American researcher of folklore and writer

Elsie Spicer Eells (September 21, 1880 – May 24, 1963) was an American researcher of folklore with Iberian roots and a writer who traveled in the early years of the twentieth century across the Atlantic basin. She is noted for the publication of several collections of short stories and legends based on the oral tradition of various regions she visited, including Brazil and the Azores.

==Biography==
Born Eusebia Spicer in West Winfield, New York. She married Burr Gould Eells, a superintendent of schools established by the Presbyterian Board of Missions in Brazil, where she lived for three years.

Having traveled in the 1920s and 1930s to various countries as a researcher at The Hispanic Society of America in New York, something unusual at the time, Elsie Spicer Eells was the author of numerous works, including Fairy Tales from Brazil (1917), Tales of Giants from Brazil (1918), The Islands of Magic Legends, Folk and Fairy Tales from the Azores (1922), South America's Story (1931), and Tales of Enchantment from Spain (1950). Part of her work on traditional Brazilian tales was inspired by Sílvio Romero's collection of Popular Tales of Brazil (pt). She was a contributing writer for several New York magazines, including The Outlook and The Delineator.

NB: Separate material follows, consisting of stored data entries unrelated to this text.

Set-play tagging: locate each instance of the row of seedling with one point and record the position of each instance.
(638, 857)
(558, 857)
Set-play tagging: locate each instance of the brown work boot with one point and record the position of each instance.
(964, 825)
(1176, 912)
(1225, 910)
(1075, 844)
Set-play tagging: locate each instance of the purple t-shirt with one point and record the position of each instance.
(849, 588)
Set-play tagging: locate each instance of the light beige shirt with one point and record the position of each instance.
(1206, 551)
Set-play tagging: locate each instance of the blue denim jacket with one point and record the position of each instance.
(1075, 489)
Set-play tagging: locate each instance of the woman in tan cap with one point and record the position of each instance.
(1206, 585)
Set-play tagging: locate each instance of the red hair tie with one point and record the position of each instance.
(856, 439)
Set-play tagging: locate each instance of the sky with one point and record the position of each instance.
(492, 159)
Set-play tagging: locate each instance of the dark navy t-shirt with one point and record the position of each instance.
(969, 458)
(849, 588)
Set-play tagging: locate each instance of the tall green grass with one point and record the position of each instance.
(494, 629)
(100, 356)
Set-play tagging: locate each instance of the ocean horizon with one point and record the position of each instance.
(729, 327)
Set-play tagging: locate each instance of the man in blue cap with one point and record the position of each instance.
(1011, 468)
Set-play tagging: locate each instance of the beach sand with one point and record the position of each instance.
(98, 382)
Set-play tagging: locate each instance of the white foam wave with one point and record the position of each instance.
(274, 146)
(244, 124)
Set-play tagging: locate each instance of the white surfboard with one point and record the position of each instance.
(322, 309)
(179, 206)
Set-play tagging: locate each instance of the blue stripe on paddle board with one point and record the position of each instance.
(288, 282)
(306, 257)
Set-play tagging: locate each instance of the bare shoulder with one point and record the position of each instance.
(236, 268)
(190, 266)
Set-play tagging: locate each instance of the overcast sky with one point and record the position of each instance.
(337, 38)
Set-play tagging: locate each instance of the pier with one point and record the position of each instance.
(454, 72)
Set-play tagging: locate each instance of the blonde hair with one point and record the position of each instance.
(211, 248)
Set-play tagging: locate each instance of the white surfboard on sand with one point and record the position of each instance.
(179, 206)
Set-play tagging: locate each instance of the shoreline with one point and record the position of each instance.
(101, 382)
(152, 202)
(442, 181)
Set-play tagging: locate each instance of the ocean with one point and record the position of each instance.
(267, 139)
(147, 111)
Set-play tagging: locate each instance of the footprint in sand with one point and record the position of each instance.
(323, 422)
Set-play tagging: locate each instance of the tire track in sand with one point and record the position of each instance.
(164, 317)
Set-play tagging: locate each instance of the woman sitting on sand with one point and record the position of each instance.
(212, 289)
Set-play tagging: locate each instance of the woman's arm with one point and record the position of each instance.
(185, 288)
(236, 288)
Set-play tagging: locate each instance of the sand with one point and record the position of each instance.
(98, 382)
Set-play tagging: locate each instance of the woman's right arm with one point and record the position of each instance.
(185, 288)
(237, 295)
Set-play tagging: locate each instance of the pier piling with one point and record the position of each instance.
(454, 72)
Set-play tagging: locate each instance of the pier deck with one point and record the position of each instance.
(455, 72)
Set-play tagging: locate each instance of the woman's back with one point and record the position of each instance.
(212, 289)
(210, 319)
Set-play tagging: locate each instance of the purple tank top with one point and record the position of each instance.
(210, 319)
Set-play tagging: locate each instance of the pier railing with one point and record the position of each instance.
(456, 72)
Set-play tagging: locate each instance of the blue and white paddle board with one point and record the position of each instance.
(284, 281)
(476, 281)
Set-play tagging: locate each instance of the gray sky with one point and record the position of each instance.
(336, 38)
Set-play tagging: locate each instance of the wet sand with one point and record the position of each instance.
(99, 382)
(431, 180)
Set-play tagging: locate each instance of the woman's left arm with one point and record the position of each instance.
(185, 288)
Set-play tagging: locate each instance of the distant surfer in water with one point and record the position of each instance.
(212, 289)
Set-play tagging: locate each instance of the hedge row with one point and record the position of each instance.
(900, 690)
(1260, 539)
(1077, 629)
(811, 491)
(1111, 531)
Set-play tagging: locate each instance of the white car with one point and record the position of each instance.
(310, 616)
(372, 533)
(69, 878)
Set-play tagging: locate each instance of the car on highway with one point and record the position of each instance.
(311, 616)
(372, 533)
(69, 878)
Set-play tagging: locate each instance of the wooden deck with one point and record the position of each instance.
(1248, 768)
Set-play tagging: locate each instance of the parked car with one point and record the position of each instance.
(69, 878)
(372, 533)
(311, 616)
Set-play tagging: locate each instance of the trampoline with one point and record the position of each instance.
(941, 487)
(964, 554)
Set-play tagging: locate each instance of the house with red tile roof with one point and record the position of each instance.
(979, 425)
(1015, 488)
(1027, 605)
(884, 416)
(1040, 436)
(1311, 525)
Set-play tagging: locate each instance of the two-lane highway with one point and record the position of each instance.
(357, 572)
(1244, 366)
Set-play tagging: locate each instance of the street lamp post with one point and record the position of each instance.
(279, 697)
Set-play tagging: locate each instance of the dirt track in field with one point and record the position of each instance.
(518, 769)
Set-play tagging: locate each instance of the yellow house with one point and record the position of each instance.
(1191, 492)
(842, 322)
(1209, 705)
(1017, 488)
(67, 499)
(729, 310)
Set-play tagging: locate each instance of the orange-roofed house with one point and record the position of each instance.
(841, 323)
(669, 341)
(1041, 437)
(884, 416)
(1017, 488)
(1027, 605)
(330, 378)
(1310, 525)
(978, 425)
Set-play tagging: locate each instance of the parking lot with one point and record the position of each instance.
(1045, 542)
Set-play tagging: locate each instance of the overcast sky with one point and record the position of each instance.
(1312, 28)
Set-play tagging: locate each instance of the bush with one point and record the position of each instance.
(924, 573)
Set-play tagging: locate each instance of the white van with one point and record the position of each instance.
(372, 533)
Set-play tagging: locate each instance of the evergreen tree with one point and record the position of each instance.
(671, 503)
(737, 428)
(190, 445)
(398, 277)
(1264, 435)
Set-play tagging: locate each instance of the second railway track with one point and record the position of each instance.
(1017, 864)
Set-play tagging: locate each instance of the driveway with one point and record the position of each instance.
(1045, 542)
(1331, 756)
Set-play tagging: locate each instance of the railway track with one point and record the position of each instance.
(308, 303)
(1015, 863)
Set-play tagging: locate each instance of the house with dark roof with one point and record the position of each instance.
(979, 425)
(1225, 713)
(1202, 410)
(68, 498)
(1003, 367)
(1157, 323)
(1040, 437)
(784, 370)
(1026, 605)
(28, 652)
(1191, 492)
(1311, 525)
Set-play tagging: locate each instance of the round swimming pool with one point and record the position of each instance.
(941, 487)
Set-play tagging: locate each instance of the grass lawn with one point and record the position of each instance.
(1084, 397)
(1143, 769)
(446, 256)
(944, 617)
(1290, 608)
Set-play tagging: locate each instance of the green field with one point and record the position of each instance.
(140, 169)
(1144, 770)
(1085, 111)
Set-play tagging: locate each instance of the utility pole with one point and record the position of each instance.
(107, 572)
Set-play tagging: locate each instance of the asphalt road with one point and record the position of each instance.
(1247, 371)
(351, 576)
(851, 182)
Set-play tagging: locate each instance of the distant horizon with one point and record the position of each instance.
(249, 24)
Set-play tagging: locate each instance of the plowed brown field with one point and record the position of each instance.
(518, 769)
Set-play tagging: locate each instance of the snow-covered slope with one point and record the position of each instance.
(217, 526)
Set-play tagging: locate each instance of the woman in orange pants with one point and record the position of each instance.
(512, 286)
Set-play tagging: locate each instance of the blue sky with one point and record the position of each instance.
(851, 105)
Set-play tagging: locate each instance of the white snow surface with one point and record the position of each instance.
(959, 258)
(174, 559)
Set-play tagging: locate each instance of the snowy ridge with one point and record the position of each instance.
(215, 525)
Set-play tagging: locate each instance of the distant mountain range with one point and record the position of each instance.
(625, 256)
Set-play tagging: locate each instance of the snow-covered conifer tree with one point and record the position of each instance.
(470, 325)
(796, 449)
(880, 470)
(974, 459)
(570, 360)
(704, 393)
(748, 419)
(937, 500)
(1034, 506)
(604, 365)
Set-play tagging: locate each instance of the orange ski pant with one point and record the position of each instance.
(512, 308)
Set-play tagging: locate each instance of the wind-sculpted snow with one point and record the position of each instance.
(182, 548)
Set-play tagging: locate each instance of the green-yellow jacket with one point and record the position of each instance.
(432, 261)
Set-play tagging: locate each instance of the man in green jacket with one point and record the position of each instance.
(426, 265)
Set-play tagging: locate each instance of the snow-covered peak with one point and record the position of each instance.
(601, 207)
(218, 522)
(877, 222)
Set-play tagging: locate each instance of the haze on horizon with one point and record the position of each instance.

Elsie Spicer Eells died in Volusia, Florida, on May 24, 1963, at the age of 82.

==Works==
- Fairy Tales from Brazil (1917)
- Tales of Giants from Brazil (1918)
- The Islands of Magic Legends, Folk and Fairy Tales from the Azores (1922) in Project Gutenberg
- The Magic Tooth and Other Tales From the Amazon (1927)
- South America's Story (1931)
- Tales of Enchantment from Spain (1950).